Christian is taking a well-deserved vacation, or I would punt to him on that question.
Run-together text is reasonably uncommon in my PDF files, so I haven’t worried very much about search accuracy, especially as Command-F or Preview’s search can still handle the run-togethers.
Many of the cases of run-together text or broken strings already existed in the PDFs before import into DT Pro. I’ve also seen such text in the Windows environment.
So (a) although I’ve experimented a bit, I don’t have any statistics comparing PDFKit to pdftotext; and (b) as I see the phenomenon in some PDFs that i’ve downloaded as an already-existing situation and © most of my PDFs are large enough that DT Pro searches will find them anyway – for the moment I’m treating this as a minor aggravation.

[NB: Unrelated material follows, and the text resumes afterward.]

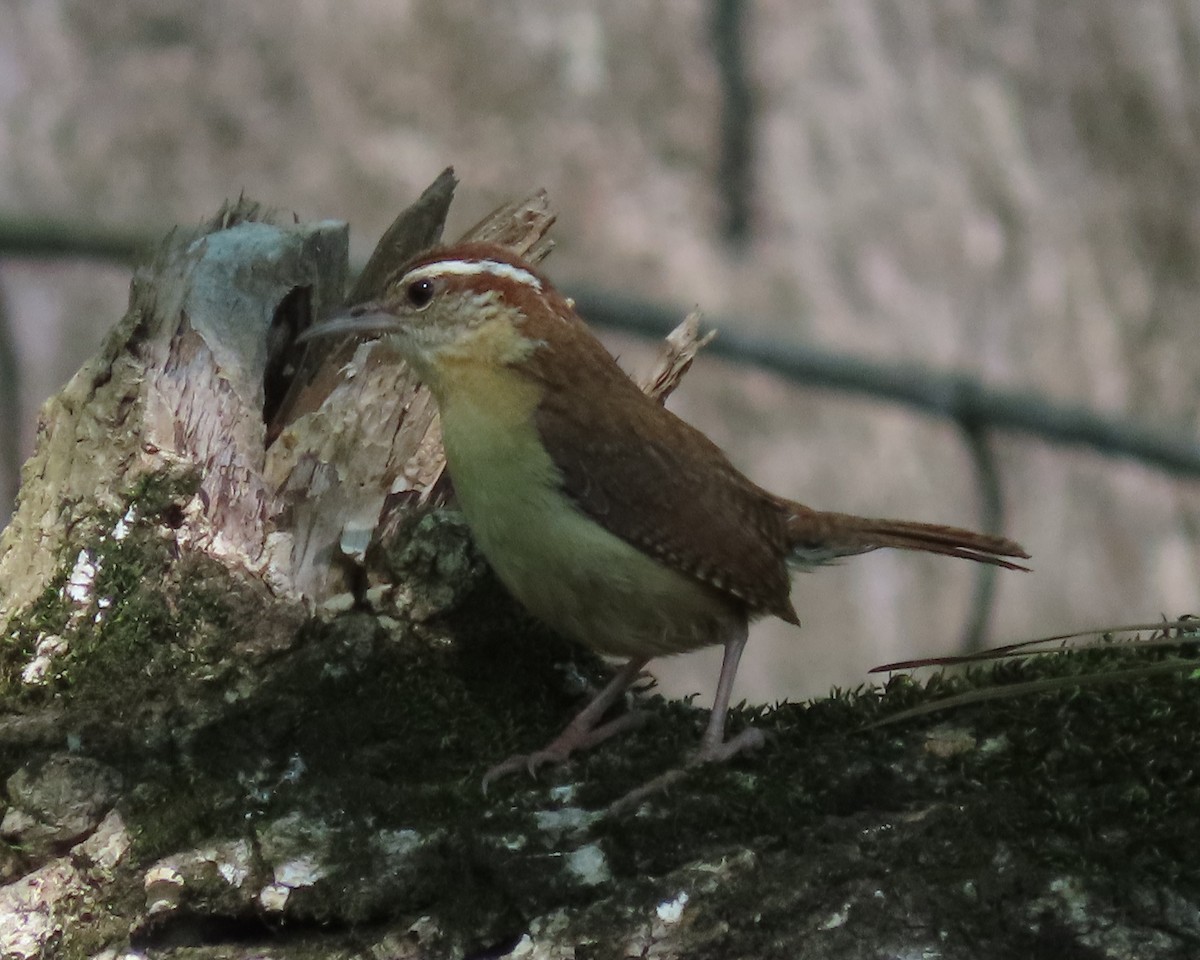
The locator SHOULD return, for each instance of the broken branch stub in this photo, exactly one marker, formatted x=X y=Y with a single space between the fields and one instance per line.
x=283 y=462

I’ve OCR’d several thousand pages. Last night I scanned/OCR’d a number of pages into a new DT Pro database, so I’ve got some statistics on the occurrence of run-togethers in this database (I browsed the Concordance):
- 54 run-together words (probably more; I didn’t look at strings of less than 6 characters, and did quick inspections)
- 10,976 unique words
- 57,647 total words
The percentage of run-togethers is pretty small. All but a couple of them had a frequency of 1 (“andthe” had a frequency of 2).
Did they result from OCR recognition errors, errors in saving as PDF+text in the OCR plugin to DT Pro, or errors in capture by DT Pro? I don’t know.
As a practical matter, although I wish there were no errors at all, I’m delighted by the quality of searchable text in this database. I’ve had to evaluate lots of experimental data resulting, e.g. from chemical analysis.
From that perspective, the frequency of errors in this data set would be acceptable. In real-world sampling and analysis events there are always going to be some "errors’ resulting from variables – sampling errors, choice of analytical methodology, instrumentation variables, etc.
If I were to seek better accuracy I could look up (from the Concordance view) the documents that have run-togethers and correct them. For the purposes of this database I’m not going to bother. Text editing can be done in PDF, but it’s a major hassle. If important, I’ll correct the error by placing the corrected string in the Comment field.
Bottom line: the universe isn’t fair. Always expect that PDFs you download from others may have some text glitches, and that those you create may have them. So a DT Pro Phrase or Spelling or Concordance approach may find that document that has a hidden glitch. To find it using regular search approaches, a workaround would be to “unpack/retype” the run-together (or broken) string in the Comments field.
Fortunately, there’s usually enough redundancy of text content in documents that the occasional glitch won’t keep that document from being found.